A diplomatic source said that "the issue of the Golan Heights has not come up at all in the dialogue with the Americans."
     
"It goes without saying that the Golan Heights will remain under Israeli sovereignty forever," the source stated.
     
The US rejected the Beacon report outright.
     
“U.S. policy regarding the Golan has not changed, and reports to the contrary are false,” the State Department tweeted under its Near Eastern Affairs account on Friday.
     
SO WHY would a US statement of support for Israel’s security interests in the Golan so quickly become a story in Israel about how the Biden administration plans to withdraw support for Israeli sovereignty there?
     
The answer falls into three parts.
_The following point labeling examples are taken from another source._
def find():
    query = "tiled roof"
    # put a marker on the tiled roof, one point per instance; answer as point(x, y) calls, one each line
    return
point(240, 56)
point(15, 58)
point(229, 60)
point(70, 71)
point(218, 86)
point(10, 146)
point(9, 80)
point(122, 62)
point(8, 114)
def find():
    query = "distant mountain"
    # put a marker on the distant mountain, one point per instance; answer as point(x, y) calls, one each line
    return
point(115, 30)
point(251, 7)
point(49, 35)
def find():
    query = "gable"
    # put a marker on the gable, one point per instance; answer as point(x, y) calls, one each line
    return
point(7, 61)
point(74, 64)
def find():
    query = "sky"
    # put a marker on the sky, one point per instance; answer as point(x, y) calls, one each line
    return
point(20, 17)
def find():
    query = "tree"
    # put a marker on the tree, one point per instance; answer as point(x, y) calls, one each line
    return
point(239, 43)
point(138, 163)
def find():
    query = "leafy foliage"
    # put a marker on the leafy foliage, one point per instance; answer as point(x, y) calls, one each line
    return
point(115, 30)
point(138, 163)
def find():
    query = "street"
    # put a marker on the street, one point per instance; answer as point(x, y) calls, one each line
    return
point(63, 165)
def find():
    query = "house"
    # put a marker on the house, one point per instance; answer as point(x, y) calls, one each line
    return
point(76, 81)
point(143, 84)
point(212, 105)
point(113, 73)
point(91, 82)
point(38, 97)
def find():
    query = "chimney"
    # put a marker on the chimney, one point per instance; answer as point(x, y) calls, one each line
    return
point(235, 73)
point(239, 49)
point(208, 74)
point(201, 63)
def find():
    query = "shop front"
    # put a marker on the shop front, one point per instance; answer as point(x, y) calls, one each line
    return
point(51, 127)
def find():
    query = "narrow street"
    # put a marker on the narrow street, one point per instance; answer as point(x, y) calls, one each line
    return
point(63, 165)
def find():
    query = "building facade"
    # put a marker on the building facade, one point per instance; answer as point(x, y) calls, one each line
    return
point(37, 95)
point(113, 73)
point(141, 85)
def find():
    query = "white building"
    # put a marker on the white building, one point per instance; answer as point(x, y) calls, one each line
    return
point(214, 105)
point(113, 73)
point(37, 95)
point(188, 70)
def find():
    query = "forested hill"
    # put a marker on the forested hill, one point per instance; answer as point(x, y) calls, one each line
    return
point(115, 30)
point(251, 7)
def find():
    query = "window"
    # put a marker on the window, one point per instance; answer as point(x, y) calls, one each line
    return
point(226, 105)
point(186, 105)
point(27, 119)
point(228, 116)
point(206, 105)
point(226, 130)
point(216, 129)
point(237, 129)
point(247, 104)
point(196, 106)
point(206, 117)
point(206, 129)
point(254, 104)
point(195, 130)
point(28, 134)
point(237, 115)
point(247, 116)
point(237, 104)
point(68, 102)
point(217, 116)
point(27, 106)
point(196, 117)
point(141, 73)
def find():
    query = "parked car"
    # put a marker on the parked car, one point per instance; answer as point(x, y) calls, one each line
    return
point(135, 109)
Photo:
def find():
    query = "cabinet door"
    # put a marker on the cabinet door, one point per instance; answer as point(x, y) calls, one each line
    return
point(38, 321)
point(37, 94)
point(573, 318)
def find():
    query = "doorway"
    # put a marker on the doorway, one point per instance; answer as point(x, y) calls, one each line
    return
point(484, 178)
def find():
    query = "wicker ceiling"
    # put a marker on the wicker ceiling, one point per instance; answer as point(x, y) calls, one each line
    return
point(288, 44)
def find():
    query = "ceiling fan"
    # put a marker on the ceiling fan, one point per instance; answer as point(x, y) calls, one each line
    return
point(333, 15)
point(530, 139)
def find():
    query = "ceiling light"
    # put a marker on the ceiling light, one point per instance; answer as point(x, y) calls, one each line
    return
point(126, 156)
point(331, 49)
The first speaks to the strategic significance of the mountainous range to Israel, which captured the territory from Syria during the 1967 Six Day War and annexed it in 1981.
     
Israel has been clear from the start that it has no intention of withdrawing from that territory, although there have been some initiatives to link it to a peace deal with Syria.
     
Without such a deal – and no such deal seems within the realm of possibility at this time – the Golan Heights remains an important piece of the Jewish state’s defense against Syria, where a dangerous civil war has ranged for the last decade.
     
Syria is also one of the significant areas where the Israeli-Iran battle is fought, with Jerusalem rebuffing Iranian attempting to entrench itself at Israel’s border.
     
The potential of an Iranian military presence on the Golan Heights overlooking Israel, in the aftermath of an Israeli withdrawal, poses an existential threat to the Jewish state.
     
Secondly, insecurity over the Golan Heights is heightened by the international community’s refusal to recognize Israeli sovereignty there. Many countries refuse to even acknowledge that the current military reality presents pragmatic challenges to any possibility of an Israel withdrawal. Every year, countries pass several resolutions at the United Nations calling for Israel to withdraw from the Golan.
     
LASTLY, the Biden administration has triggered insecurity on the Golan. From the first moment it articulated its foreign policy, while it spoke of support for Israel’s retention of the Golan at this time, it did not promise sovereignty recognition.
     
Already in February, US Secretary of State Antony Blinken told CNN that, “As a practical matter, the control of the Golan in that situation I think remains of real importance to Israel’s security. Legal questions are something else – and over time, if the situation were to change in Syria, that’s something we [will] look at, but we are nowhere near that.”
     
In April, State Department spokesman Ned Price told reporters there was no change to existing policy.
     
The Biden administration’s inability to pledge sovereignty recognition has concerned US legislators who believe the Golan should be within Israel’s permanent borders.
     
Last month Rep. Mike Gallagher (R-Texas) and Sen. Ted Cruz (R-Texas) introduced the Israeli Sovereignty Reassurance Act (ISRA) designed to enshrine US recognition of the Golan as part of the State of Israel.
     
At the time Gallagher said, “The Golan Heights provide Israel with defensible borders and serves as a key buffer between Israel and the chaos in Syria. At a time when Israel — our most important ally in the Middle East — is literally under attack, we should do everything in our power to ensure they can defend themselves.
     
“Ensuring we continue to recognize their sovereignty over the Golan Heights is the most basic way we can do so,” he added.
     
Just last week, members of the House Foreign Affairs Committee also attempted to press US Ambassador to the UN Linda Thomas-Friedman on the matter.
     
“This is an issue the administration is still working on,” Thomas-Greenfield said. She clarified, however, that “we have not changed any of the decisions of the prior administration” and that the issue is not on the agenda at this time.
     
For those with the long view in mind, her answer was hardly reassuring. Friday's headlines might have been premature.
     
But for those battling for Israeli sovereignty on the Golan, her words bear a warning for a future time when such a headline might indeed be the news of the day.